[PVE-User] Ceph: PANIC or DON'T PANIC? ;-)

Mon Nov 28 13:45:24 CET 2016

Hi Marco,

On 11/28/2016 01:05 PM, Marco Gaiarin wrote:
> 
> A very strange saturday evening. Hardware tooling, hacking, caffeine,
> ...
> 
> I'm still completing my CEPH storage cluster (now 2 node storage,
> waiting to add the third), but is it mostly ''on production''.
> So, after playing with server for some month, saturday i've shut down
> all the cluster, setup all the cables, switches, UPS, ... in a more
> decent and stable way.
> 
> To simulate a hard power outgage, i've not set the noout and nodown
> flags.
> 
> 
> After that, i've powered up all the cluster (first the 2 ceph storage
> node, after the 2 pve host nodes) and i've hit the first trouble:
> 
> 	2016-11-26 18:17:29.901353 mon.0 10.27.251.7:6789/0 1218 : cluster [INF] HEALTH_WARN; clock skew detected on mon.1, mon.2; 1 mons down, quorum 0,1,2 0,1,2; Monitor clock skew detected 
> 
> The trouble came from the fact that... my NTP server was on a VM, and
> despite the fact that the status was only 'HEALTH_WARN', i cannot
> access anymore the storage.

What did the full ceph status show?
Did you add all the monitors to your storage config in proxmox?
A client is speaking to the monitor first to get the proper maps and then connects to the OSDs.
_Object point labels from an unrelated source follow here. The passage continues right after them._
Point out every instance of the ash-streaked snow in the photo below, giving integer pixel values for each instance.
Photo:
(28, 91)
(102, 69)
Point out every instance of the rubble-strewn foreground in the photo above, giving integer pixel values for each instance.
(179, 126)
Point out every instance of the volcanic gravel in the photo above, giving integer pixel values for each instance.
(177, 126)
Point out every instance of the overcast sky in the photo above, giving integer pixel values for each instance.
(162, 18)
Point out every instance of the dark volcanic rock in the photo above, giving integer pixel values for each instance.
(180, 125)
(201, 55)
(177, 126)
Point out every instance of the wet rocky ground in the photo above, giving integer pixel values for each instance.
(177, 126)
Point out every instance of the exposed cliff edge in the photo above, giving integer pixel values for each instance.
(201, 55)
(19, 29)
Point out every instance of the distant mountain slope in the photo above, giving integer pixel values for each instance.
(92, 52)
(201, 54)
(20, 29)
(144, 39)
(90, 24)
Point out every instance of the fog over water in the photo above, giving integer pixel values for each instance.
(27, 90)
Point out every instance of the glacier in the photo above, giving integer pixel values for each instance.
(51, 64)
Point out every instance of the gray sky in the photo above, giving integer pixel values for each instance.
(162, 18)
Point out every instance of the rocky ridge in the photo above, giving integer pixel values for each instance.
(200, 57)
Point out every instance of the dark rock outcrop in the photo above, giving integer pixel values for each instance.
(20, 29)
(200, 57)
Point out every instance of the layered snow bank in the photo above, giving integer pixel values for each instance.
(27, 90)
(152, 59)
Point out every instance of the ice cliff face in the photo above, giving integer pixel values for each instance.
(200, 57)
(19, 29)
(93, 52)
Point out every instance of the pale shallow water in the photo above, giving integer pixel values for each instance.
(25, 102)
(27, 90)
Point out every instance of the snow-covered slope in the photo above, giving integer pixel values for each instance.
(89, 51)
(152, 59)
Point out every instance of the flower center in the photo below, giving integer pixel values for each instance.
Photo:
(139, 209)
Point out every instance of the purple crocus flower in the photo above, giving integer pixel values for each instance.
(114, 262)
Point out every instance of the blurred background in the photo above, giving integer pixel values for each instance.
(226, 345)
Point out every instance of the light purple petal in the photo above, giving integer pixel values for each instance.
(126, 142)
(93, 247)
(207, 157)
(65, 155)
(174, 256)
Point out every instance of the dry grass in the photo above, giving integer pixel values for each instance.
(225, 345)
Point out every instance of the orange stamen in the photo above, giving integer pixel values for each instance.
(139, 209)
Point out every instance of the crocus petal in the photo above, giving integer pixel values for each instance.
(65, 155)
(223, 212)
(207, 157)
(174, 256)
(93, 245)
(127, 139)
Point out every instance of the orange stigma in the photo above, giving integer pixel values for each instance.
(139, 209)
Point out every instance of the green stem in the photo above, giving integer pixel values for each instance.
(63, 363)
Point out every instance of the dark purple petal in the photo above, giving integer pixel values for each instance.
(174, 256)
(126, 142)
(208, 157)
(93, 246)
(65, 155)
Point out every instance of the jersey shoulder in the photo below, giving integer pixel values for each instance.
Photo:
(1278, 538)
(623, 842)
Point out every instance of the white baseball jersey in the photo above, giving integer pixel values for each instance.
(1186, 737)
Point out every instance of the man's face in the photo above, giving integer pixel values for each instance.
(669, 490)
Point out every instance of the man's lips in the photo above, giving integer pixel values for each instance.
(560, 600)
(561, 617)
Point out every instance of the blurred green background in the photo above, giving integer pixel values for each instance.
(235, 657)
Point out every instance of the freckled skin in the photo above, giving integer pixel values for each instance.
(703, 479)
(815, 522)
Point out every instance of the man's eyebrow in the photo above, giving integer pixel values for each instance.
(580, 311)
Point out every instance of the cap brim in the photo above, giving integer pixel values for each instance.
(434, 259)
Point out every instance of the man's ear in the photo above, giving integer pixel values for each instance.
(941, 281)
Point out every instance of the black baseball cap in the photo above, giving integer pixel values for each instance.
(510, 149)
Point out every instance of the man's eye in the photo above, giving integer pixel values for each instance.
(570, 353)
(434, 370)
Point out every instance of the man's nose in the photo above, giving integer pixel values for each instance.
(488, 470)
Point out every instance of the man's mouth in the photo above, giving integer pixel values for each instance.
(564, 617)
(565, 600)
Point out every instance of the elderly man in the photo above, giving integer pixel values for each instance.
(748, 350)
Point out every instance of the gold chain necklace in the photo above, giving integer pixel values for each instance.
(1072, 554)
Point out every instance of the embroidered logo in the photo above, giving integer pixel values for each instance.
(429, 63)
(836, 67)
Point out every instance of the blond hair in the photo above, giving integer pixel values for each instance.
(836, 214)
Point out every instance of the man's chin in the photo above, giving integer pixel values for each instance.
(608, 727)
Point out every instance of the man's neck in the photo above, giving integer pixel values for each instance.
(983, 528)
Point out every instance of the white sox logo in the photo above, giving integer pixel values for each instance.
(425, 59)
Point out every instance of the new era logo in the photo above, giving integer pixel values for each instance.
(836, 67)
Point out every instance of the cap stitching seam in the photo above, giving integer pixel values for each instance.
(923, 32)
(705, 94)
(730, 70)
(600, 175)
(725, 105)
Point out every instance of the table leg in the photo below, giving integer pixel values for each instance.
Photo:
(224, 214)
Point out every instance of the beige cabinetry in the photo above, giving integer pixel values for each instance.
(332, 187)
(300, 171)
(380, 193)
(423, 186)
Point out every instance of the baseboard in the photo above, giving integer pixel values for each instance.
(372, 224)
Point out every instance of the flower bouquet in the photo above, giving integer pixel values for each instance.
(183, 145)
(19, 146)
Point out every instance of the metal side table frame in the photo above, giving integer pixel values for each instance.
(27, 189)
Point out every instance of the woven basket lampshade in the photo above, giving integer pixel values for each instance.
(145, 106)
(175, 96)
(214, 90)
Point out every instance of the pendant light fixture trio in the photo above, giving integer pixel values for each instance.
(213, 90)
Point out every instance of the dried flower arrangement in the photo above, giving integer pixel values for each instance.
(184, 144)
The storage would not be
available if you only have one monitor configured on the storage tab in proxmox and that mon would be not avialable (eg.
1 mons down).

Did you configure timesyncd properly?
On reboot the time has to be synced by the host, so all ceph hosts share the same time. The ceph map updates require the
proper time, so every host knows which map is the current one.

> 
> I've solved adding more NTP server from other sites, and after some
> time the cluster go OK:
> 
> 	2016-11-26 19:11:33.343818 mon.0 10.27.251.7:6789/0 1581 : cluster [INF] HEALTH_OK
> 
> and here the panic start.
> 
> 
> PVE interface report the Ceph cluster OK, report correctly all the stuffs
> (mon, osd, pools, pool usage, ...) but data cluster was not accessible:
> 
>  a) if i try to move a disk, reply with something like 'no available'.
> 
>  b) if i try to start VMs, they stalls...
> 
> The only strange things on log was that there's NO pgmap update, like
> before:
> 
> 	2016-11-26 16:59:31.588695 mon.0 10.27.251.7:6789/0 2317560 : cluster [INF] pgmap v2410540: 768 pgs: 768 active+clean; 936 GB data, 1858 GB used, 7452 GB / 9310 GB avail; 13569 kB/s rd, 2731 kB/s wr, 565 op/s
> 
> but really, on panic, i've not noted that.
> 
> 
> After some tests, i've finally do the right thing.
> 
>  1) i've set the noout and nodown flags.
> 
>  2) i've rebooted the ceph nodes, one by one.
> 
> After that, all the cluster start. VMs that was on stalls, immediately
> start.
> 
> 
> After that, i've understood that NTP is a crucial service for ceph, so
> it is needed to have a pool of servers. Still, i'm not sure this was
> the culprit.
> 
> 
> The second thing i've understood is that Ceph react badly to a total
> shutdown. In a datacenter this is probably acceptable.
> 
> I don't know if it is my fault, or at least there's THE RIGTH WAY to
> start a Ceph cluster from cold metal...
> 
> 
> Thanks.
> 

-- 
Cheers,
Alwin